PATIENTS AND METHODS: A total of 553 consecutive assessable patients were enrolled onto a treatment protocol consisting of dexamethasone-containing induction chemotherapy, autologous stem-cell transplantation, consolidation chemotherapy, and maintenance with interferon alfa. Patients were randomly assigned to receive thalidomide (269 patients) or no thalidomide (284 patients) throughout the study period.

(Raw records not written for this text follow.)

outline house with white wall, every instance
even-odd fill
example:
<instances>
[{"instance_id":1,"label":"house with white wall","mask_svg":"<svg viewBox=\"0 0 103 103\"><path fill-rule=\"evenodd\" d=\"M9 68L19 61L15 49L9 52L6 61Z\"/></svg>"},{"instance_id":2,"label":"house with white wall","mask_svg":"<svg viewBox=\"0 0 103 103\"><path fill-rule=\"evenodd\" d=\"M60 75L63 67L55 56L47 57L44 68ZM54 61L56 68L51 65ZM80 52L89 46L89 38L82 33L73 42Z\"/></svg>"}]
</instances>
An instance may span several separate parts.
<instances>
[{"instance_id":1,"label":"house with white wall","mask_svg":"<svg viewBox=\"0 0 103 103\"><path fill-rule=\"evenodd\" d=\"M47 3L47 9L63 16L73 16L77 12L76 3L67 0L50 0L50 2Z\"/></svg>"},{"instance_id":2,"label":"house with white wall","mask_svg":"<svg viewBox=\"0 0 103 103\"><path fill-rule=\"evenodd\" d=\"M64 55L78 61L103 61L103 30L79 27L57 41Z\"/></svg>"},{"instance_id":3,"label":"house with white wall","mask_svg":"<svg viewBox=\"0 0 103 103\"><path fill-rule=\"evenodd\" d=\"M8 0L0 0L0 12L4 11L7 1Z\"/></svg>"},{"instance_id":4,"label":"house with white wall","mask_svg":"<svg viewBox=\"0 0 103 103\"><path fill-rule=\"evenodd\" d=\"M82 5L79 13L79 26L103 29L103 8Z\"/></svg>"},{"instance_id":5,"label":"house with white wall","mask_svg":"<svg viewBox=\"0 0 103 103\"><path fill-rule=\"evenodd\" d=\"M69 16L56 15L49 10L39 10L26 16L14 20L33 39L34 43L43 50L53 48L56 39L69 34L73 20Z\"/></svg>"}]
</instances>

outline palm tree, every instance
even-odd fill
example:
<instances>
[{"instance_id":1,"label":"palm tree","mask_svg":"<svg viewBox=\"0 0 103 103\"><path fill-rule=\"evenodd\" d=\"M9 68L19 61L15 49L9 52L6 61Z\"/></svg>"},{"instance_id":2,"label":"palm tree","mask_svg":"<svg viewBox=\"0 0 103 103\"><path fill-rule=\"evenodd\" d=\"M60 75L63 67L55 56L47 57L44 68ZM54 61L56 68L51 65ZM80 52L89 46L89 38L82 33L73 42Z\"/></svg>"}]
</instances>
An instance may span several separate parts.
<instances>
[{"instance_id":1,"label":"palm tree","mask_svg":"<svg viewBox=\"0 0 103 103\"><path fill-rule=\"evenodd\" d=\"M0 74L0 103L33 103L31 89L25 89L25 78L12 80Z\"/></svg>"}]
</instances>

RESULTS: With a median follow-up of 33 months (range, 5 to 114 months), AVN of the femoral head(s) developed in 49 patients (9%). Median time to onset of AVN was 12 months (range, 2 to 41 months). Three risk factors for AVN were identified by multivariate analysis: cumulative dexamethasone dose (odds ratio [OR], 1.028; 95% CI, 1.012 to 1.044; P = .0006 [per 40 mg dexamethasone]), male sex (OR, 0.390; 95% CI, 0.192 to 0.790; P = .009), and younger age (OR, 0.961; 95% CI, 0.934 to 0.991 per year; P = .0122). Thalidomide-treated patients had a prevalence of AVN similar to that of the control group (8% v 10%, respectively; P = .58). AVN-related pain and limited range of motion of the affected joint were present in only nine and four patients, respectively, and four patients underwent hip replacement because of AVN. Fluorine-18 fluorodeoxyglucose positron emission tomography failed to detect abnormal uptake in the AVN-affected bones.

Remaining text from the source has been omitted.